Читать «Сплоченность (Перевод с белоруского)» онлайн - страница 178
Микола Ткачев
— У Родников стрельба утихает, — бросил Рауберман навстречу Гольцу. — Вы заметили это?
— Да, заметил, — ответил Гольц, неподвижно застыв у стола.
— И что вы подумали?
— Что наши войска разгромили партизан.
— Вы, лейтенант, долго будете жить, потому что очень легкомысленны и беззаботны, — раздраженно проговорил Рауберман и сел за стол. — Наоборот, партизаны разбили под Родниками наш батальон… Полковник возмущался деятельностью разведки, упрекал нас, жандармерию.
Бошкин неподвижно стоял в двух — трех шагах позади Гольца и слушал, пытаясь по отдельным знакомым ему словам понять, чем так взбешен Рауберман. Наконец Бошкин понял — у Родников партизаны выиграли бой. И еще ему показалось, будто полковник во всем этом винит Раубермана. «Не везет ему», — сочувственно подумал Бошкин. Он вспомнил прошлую зиму, бегство из Калиновки, — Рауберман тогда отморозил себе щеки и схватил воспаление легких. Долго провалялся он в постели, пока поднялся на ноги и поехал в Минск к гаулейтеру Кубе. Назад вернулся мрачным — видимо, начальство не погладило его по голове за сдачу города. Бошкин в те дни не был безразличен ко всему этому, понимая, что ему не удастся получить обещанную награду, если карьера Раубермана пошатнется. Какое взыскание наложили на обер-лейтенанта, Бошкину осталось неизвестным. Ясно одно — и Рауберману и Гольцу не простили. Одного и другого понизили в должности. Рауберман после приезда из Минска стал начальником отделения жандармерии, которое в ожидании карательной экспедиции на Калиновщину ютилось несколько месяцев на станции Гроховка, а Гольц — его заместителем. Впрочем, эти перемещения не отразились на интересах Бошкина: обещанную награду он все же получил. «За спасение жизни немецкого офицера…» — значилось в приказе.

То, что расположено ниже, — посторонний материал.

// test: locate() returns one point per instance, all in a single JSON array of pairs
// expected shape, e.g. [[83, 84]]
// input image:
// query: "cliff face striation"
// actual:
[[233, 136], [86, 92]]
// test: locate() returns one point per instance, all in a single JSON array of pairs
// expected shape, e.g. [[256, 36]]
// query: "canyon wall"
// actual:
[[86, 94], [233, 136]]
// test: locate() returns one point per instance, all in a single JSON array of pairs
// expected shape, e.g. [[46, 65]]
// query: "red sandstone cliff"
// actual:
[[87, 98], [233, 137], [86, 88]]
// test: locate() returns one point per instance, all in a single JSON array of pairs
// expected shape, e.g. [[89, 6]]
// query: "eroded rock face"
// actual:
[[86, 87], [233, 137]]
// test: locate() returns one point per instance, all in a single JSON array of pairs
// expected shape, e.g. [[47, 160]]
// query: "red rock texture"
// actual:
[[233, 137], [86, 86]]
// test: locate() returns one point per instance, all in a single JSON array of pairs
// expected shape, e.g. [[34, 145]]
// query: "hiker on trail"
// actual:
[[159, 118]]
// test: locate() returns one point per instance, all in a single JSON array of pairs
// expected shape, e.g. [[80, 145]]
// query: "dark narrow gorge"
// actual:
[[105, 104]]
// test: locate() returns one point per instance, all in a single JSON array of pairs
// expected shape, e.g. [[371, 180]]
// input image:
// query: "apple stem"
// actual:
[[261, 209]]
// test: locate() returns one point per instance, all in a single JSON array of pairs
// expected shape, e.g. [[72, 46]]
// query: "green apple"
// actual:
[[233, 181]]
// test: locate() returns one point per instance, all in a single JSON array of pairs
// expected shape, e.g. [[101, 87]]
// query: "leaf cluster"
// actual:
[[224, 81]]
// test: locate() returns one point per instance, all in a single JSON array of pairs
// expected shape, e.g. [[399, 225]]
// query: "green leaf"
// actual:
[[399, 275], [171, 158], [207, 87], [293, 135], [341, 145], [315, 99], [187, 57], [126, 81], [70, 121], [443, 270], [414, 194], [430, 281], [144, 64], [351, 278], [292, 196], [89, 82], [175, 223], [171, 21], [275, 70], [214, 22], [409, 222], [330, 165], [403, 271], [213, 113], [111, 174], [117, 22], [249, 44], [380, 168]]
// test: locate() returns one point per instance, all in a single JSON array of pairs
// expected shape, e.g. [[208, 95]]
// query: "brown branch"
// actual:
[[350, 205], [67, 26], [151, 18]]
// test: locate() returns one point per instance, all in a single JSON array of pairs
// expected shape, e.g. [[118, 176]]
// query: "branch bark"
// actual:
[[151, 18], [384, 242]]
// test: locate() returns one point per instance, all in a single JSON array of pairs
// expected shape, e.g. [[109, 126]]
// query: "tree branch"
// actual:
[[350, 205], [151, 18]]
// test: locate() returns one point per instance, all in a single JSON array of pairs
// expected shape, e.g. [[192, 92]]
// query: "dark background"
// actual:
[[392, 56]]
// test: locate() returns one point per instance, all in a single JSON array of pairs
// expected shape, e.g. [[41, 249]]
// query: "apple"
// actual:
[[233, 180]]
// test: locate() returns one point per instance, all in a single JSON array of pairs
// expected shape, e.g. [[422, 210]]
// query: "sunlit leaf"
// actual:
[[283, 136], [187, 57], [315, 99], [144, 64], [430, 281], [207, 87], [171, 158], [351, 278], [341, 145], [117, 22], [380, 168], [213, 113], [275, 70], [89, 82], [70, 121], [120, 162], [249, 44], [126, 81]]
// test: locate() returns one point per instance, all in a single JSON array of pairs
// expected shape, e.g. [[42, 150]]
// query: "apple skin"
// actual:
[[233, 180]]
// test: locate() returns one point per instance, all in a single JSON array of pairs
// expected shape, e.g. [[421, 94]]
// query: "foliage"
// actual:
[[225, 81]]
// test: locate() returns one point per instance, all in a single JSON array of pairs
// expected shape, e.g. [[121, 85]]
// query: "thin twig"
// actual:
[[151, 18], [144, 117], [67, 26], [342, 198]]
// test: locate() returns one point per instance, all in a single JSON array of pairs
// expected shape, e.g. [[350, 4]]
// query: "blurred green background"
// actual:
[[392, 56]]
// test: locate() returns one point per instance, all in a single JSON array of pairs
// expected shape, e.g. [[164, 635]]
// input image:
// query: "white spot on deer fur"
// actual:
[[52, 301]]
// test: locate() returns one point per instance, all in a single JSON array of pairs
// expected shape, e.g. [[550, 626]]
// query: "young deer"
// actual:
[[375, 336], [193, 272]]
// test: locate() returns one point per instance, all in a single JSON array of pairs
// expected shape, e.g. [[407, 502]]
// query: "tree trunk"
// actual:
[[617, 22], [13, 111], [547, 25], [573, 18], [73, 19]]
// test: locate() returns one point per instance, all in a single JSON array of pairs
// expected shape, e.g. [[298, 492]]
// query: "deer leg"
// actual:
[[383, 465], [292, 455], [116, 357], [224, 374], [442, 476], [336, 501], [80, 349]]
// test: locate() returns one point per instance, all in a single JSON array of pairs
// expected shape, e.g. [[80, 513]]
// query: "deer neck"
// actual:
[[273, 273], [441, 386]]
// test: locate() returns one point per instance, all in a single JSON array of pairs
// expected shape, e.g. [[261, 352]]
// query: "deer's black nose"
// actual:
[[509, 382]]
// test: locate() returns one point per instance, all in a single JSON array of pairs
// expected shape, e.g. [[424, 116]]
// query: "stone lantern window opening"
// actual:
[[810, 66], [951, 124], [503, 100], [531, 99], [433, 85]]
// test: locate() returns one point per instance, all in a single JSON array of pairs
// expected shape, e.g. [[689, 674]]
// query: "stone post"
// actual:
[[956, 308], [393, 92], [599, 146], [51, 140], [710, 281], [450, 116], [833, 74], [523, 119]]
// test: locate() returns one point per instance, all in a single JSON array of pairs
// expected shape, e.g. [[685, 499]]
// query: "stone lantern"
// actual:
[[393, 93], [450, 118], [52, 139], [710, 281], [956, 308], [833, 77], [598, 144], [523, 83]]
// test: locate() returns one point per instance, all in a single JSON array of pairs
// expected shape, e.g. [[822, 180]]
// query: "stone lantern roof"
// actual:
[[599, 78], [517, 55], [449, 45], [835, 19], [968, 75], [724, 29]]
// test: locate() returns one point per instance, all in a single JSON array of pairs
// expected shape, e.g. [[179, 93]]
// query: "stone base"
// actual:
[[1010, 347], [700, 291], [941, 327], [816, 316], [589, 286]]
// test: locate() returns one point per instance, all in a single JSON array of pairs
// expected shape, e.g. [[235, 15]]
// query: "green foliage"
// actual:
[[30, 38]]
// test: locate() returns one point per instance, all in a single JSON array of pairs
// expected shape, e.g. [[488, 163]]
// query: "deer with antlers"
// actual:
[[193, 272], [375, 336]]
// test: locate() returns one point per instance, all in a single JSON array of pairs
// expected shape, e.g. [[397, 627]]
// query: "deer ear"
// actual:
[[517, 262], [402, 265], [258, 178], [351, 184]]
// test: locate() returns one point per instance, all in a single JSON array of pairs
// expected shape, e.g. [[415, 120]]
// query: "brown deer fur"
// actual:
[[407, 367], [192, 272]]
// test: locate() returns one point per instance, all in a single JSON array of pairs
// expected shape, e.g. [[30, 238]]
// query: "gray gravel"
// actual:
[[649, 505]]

Рауберман прервал разговор с Гольцем и позвал к карте Бошкина.
— Пойдете к большаку, — сказал он уже на понятном для Бошкина языке. — Местность хорошо знаете здесь?

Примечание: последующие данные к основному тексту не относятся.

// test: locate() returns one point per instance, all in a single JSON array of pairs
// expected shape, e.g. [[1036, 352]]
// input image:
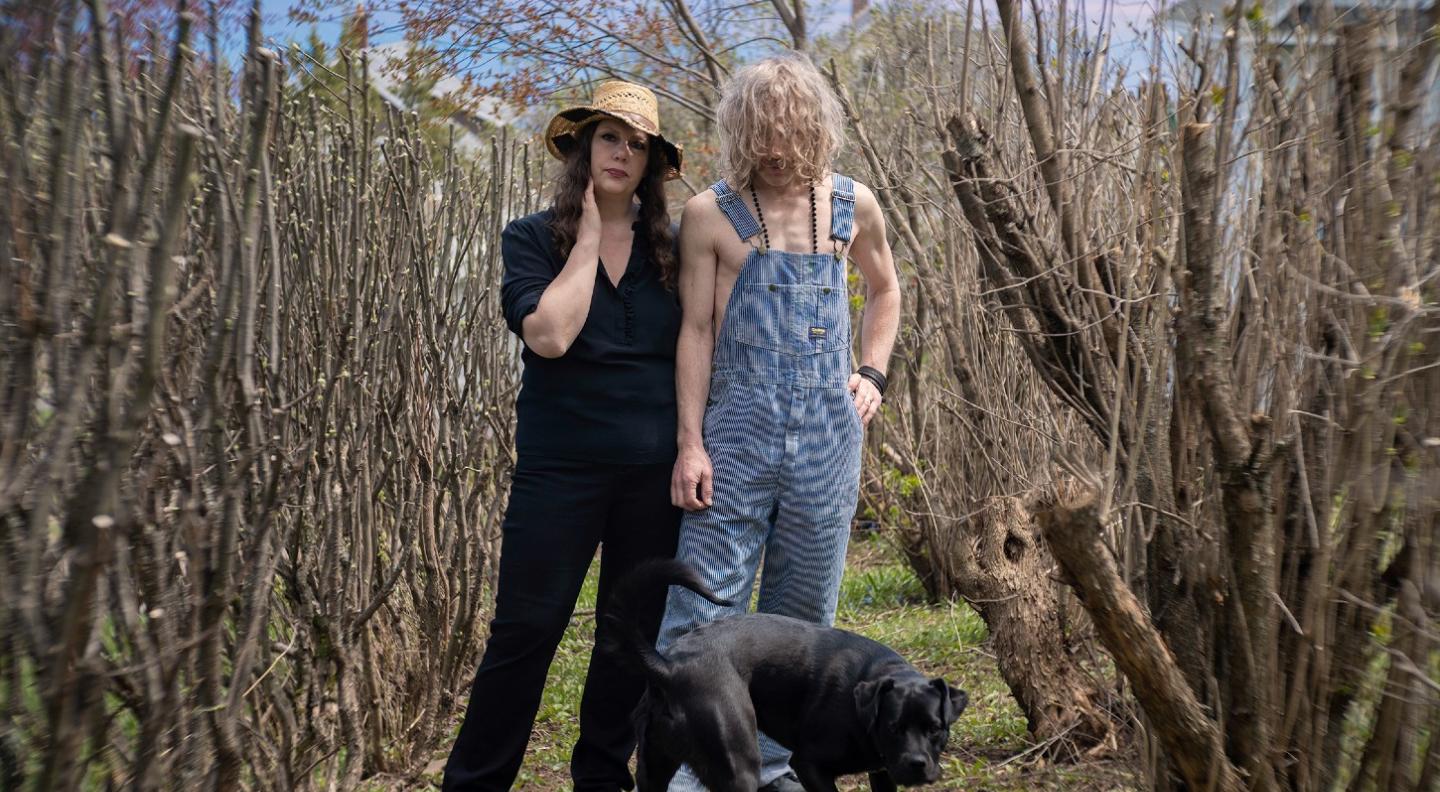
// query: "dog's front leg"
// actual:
[[654, 768], [812, 778]]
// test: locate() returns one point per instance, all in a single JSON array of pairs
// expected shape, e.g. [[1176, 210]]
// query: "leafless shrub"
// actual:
[[257, 416]]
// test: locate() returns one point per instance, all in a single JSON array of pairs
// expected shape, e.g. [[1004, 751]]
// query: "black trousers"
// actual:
[[559, 511]]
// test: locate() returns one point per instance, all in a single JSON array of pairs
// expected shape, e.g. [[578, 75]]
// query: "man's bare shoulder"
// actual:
[[702, 213], [864, 196]]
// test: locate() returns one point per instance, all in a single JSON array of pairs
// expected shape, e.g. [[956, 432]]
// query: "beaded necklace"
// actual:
[[765, 234]]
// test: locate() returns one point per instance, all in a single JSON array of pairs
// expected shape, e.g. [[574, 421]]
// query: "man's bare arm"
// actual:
[[691, 481], [882, 317]]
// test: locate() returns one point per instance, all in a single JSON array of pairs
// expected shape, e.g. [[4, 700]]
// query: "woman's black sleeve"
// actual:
[[527, 251]]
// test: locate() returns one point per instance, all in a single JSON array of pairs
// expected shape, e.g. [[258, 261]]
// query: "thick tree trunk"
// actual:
[[1005, 575], [1191, 739]]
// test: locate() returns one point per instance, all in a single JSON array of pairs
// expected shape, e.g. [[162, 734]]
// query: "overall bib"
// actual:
[[784, 439]]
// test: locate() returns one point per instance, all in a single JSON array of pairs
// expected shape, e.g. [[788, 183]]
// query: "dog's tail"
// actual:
[[627, 640]]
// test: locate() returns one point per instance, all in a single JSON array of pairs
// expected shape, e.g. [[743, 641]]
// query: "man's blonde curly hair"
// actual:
[[785, 102]]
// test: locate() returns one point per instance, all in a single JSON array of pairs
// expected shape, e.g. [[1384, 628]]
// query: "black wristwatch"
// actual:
[[874, 376]]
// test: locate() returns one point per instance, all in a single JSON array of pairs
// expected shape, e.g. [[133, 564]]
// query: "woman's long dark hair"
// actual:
[[654, 215]]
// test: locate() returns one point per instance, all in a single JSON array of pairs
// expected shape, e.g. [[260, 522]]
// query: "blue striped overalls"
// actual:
[[784, 438]]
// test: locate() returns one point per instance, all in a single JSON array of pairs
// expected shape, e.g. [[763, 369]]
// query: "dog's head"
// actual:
[[909, 722]]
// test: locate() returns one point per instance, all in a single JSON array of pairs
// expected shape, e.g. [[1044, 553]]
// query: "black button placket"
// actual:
[[628, 295]]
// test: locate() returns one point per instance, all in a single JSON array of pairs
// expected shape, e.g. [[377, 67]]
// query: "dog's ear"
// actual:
[[867, 699], [952, 700]]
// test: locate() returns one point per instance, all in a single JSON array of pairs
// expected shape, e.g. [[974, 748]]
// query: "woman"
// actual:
[[589, 288]]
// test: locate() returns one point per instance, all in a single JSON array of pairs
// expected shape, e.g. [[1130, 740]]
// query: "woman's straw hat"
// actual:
[[618, 100]]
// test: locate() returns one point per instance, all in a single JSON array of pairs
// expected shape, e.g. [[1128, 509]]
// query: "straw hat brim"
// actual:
[[562, 133]]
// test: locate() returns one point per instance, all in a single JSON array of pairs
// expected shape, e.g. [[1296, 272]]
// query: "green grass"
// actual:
[[880, 598]]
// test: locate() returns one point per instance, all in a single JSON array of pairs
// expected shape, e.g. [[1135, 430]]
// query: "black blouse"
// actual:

— Хорошо, господин обер-лейтенант…
— Вы должны провести отделения так же удачно, как когда-то меня от Калиновки, но здесь труднее — вдоль большака партизанские заслоны. Надо суметь пройти и вернуться назад с «языком»…
— Можно… — ответил Бошкин, рисуя в своем воображении маршрут по глухим лесным тропам.

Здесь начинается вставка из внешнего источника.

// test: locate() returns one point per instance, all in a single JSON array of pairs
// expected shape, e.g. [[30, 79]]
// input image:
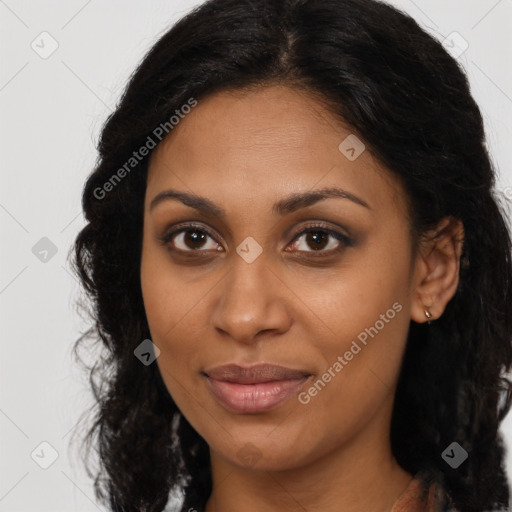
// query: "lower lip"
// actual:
[[253, 398]]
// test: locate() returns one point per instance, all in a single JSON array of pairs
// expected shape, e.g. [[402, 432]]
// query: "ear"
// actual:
[[436, 274]]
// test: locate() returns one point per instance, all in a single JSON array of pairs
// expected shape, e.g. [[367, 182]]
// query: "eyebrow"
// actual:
[[282, 207]]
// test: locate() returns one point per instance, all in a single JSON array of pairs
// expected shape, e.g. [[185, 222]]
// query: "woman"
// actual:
[[299, 271]]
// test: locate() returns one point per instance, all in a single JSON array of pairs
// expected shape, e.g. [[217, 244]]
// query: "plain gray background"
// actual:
[[51, 112]]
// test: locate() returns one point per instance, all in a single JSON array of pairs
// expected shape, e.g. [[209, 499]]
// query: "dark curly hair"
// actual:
[[409, 100]]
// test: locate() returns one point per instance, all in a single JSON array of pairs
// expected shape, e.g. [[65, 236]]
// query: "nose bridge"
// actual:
[[249, 301]]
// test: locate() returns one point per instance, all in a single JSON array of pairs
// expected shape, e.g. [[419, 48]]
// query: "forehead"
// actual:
[[253, 145]]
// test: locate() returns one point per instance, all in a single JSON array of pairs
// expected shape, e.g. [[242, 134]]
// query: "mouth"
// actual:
[[255, 389]]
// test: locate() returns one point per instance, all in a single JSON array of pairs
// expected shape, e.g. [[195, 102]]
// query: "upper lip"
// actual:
[[254, 374]]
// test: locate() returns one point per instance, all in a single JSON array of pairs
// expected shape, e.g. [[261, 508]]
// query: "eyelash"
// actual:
[[317, 227]]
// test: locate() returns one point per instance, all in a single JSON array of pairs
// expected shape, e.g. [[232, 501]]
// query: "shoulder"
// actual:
[[421, 495]]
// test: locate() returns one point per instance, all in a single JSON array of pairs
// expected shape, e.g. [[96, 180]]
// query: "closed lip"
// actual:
[[255, 374]]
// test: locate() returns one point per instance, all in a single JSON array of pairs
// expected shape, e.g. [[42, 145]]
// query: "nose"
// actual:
[[252, 302]]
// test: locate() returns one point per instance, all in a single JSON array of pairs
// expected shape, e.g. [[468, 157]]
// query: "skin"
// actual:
[[245, 150]]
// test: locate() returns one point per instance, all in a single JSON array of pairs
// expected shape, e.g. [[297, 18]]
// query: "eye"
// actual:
[[190, 238], [322, 240]]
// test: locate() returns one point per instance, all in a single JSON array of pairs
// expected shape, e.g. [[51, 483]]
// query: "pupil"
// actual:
[[319, 240], [195, 237]]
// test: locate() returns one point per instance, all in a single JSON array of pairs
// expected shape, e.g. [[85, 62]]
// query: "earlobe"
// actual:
[[437, 275]]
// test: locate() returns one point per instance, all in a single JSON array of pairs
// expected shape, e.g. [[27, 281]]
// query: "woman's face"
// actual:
[[243, 282]]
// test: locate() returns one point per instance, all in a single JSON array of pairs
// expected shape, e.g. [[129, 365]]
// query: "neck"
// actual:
[[361, 474]]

— Как вы рассчитываете пробираться?
— Мы пойдем по лесу, я хорошо знаю здесь все тропинки. Подойдем незаметно…
— О, замечательно!.. Я не ошибся, представляя вас к награде, — Рауберман произносил слова медленно, но уверенно, он уже неплохо мог разговаривать на языке, который настойчиво изучал на протяжении двух лет. — Думаю, что вы и на этот раз отличитесь… Задание важное, от командира дивизии… Все, вы можете идти…
— Есть идти! — стукнул каблуками Бошкин и, не трогаясь с места, неожиданно проговорил: — У меня есть к вам личная просьба, господин обер-лейтенант… Разрешите?
— Что такое? — удивленно взглянул Рауберман.
— У меня тетка тут, в деревне. Единственная. Конвоиры захватили ее у колодца и погнали вместе с другими в Гроховку. Меня в это время не было: пакет ваш возил в соседнюю часть. Помогите освободить тетку.